Sparc high-performance manager Martin Toomey cites sailing as an example of the agency's long-term approach to the Olympics. "There was a determination to get things right over the next four years," he says.
Gold and silver medal-winning sailor Rod Davis was appointed Olympic director, working with silver medallist Leslie Egnot, with an unabashed ambition of producing champions.
"They've set really tight and exacting standards. Everyone has had to raise the bar and because of that you're seeing the results."
On the eve of the Olympics, seven crews rank among the top-eight in the world, including four 2007 or 2008 world championship medal winners.
Brennan says Davis and Egnot's leadership, backed by coaches and advisers, has been vital, along with a clear message to sailors about what is expected.
"We created an entirely new selection policy, taking it down from something like 40-50 pages to about four. We established an Olympic squad with clear entry requirements - about top-10 in the world - and requalification every year.
"We've applied the most resources to those showing most promise of medals."
While pleased with the performances so far, Brennan knows nothing is certain. "We know China is very fickle and a lot of things can go wrong." But the more sailors in contention, the better the chances of a decent haul.
Sailing's improvement is matched across other Olympic sports. Between 2003 and 2007, the number of top-eight New Zealand athletes has risen from 17 to 27. The signs that New Zealand can boost its five medal haul from Athens are promising.
Toomey says the lift in performances can in part be put down to increased investment in high performance sport - a rise from $20 million a year to $33 million.
"But it's not just money," says Toomey. "It's improvements in systems, development of the academies and the sports themselves improving what they do."
Direct funding of top athletes since 2001 has been a major breakthrough too. "Before, athletes had access to a coach, but if they had to be working eight hours a day, it was a matter of fitting in training when it suited. Now with an employed coach and athlete, they can train at the best times."

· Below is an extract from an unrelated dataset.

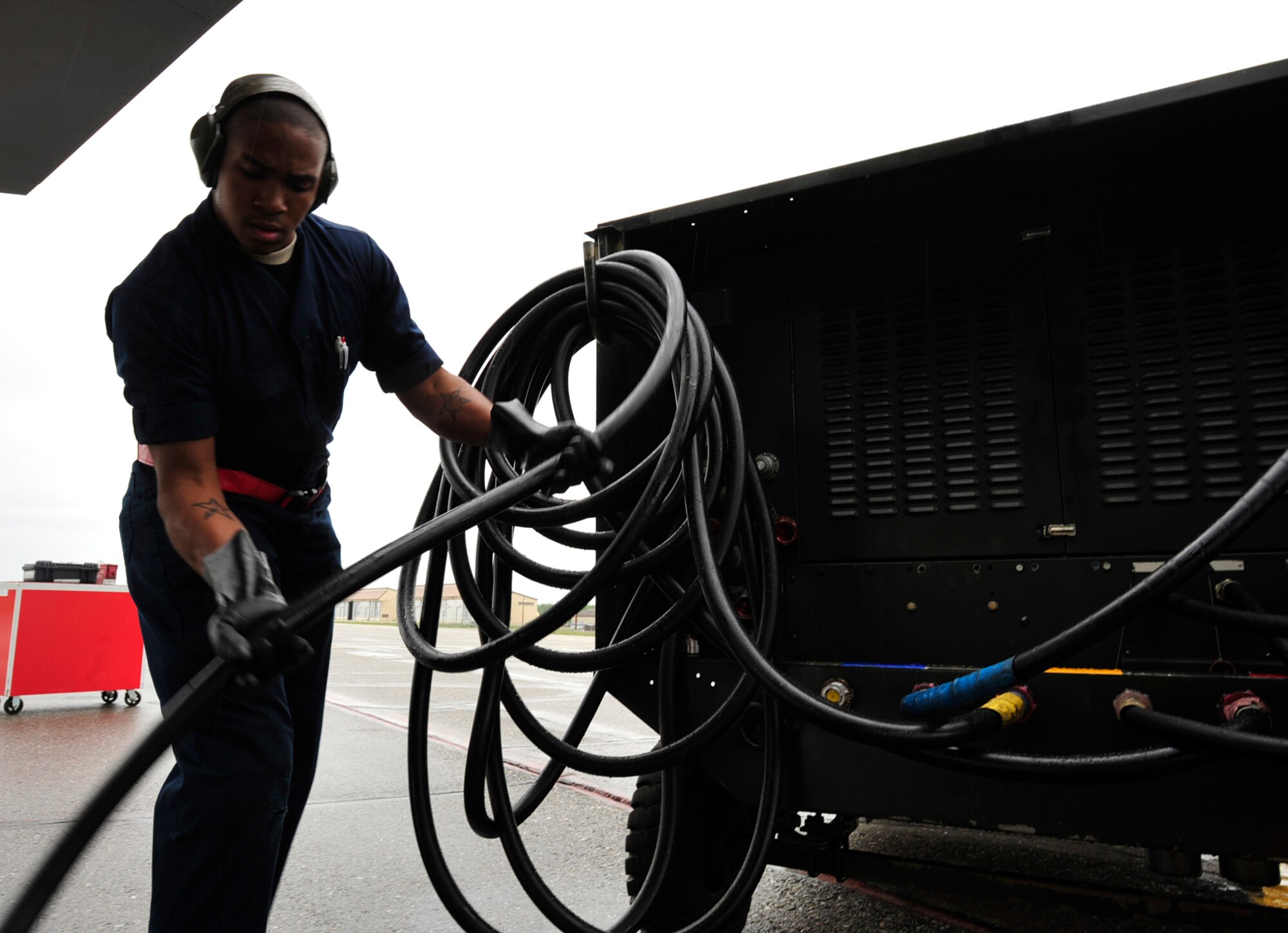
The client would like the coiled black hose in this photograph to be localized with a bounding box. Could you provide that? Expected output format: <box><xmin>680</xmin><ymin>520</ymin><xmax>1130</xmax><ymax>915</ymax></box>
<box><xmin>10</xmin><ymin>251</ymin><xmax>1285</xmax><ymax>933</ymax></box>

Olympic selectors too have raised the standards. Barry Maister, secretary-general of the NZOC, says to make the Olympic squad, an individual athlete will have to be in top-16 contention and a team will have to be able to make it past the first round.
"It's not a hard-and-fast rule - for some small sports which are truly international it's a very, very high standard," says Maister.
"But this time the board has decided it wants to take a harder line.
"We have a role to play in improving New Zealand sport."